On a customer-by-customer basis, data mining reveals which offers to make and helps to explain why. Using predictive analytics, institutions can align each one of their customers into a distinct segment and develop unique messages tailored specifically to meet customer needs, as well as key business objectives.
The result is a win-win scenario—customers are offered the most relevant products and services, leading to more profitable relationships for the company.
Customer segmentation in action
While data mining and predictive analytics can significantly improve the effectiveness of customer segmentation, there is more than one approach you can take. “Value-based” and “vulnerability” segmentation represent two of the most successful methods organizations can employ. Each technique meets a specific marketing need.
Value-based Segmentation: Which customers are most valuable?
To maximize your profitability, you can use analytics to identify your best prospects for cross-sell and upsell offers.
Value can be measured based on a customer’s total revenue generated over the last year. You can use proxies for revenues, or profitability, if you can’t track the actual contribution of each product or account.
Then, customers can be ranked from highest value to lowest and organized into ten subgroups. (This is known as “deciling.”) The customers in the highest deciles should receive your greatest focus and attention. You could also run an analysis like this at a household level, if your bank is able to capture that data.
Vulnerability Segmentation: Which customers are most likely to leave?
Customers can also be segmented in order to better prevent the loss of profitable customers to churn. As it is almost always more expensive to acquire a new customer than to keep a current one, banks can benefit from a data-driven approach to retention.
By segmenting customers based on vulnerability, or likelihood to leave, organizations can send customized offers to the people most at-risk of departing. Advanced analytics can enable you to be more proactive, knowing who to reach out to.

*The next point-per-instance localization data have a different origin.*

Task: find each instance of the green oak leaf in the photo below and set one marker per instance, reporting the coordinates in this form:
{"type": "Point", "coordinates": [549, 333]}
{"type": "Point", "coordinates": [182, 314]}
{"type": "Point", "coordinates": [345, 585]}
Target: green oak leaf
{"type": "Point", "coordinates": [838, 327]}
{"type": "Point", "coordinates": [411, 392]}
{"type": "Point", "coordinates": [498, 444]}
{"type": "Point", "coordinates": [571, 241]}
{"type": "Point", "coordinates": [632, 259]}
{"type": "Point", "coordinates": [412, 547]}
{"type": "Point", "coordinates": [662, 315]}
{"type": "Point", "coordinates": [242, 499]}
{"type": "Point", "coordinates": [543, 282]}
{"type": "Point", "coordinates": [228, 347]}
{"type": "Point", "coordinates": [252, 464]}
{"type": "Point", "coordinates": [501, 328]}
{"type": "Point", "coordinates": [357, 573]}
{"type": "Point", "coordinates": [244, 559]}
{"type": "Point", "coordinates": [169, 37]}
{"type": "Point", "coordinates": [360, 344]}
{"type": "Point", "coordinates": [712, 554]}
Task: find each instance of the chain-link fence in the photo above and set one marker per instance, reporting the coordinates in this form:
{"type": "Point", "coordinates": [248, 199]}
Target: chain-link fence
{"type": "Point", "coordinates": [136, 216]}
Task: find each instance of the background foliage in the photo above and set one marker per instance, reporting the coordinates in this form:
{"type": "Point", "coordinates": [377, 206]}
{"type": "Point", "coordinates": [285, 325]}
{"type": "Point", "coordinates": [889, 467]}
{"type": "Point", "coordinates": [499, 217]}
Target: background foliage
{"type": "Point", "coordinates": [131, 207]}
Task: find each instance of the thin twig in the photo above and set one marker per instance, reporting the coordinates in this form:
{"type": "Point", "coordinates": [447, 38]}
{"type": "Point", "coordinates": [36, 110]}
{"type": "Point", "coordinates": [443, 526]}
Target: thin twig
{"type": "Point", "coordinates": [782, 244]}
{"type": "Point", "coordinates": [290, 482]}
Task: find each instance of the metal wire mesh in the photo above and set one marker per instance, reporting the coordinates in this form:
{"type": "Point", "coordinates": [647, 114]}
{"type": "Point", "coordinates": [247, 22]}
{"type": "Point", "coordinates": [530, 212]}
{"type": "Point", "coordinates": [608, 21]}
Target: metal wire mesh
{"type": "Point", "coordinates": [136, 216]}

You can assess the risk of churn on a monthly basis, and develop automated processes to alert you when high-value customers begin to exhibit behaviors that indicate they may be preparing to leave.
For example, your predictive modeling might indicate that declining balances, dramatically reduced transaction volumes, elimination of direct deposit, and other key factors are early warning signs that the relationship is in trouble.
In order to truly gain value from customer segmentation and data mining, companies need to be ready to take swift and decisive action based on their findings. That’s why it is essential to start thinking about deployment from the very beginning. When starting a segmentation project, one of the first questions to ask is, “What would an ideal solution look like and how would it be deployed?” Business understanding, which should always be the first phase of a data mining project, is crucial as it connects the mathematics to the real problem at hand.
Ultimately, the bank’s business issues, and its strategy and operating model, should shape what questions to ask of the data. Without this clarity and alignment, the analysis is unlikely to reveal insights that you can act on. Segmentation based on analyzing customer behavior can boost the effectiveness of your marketing efforts when strategy and analytics are well-integrated.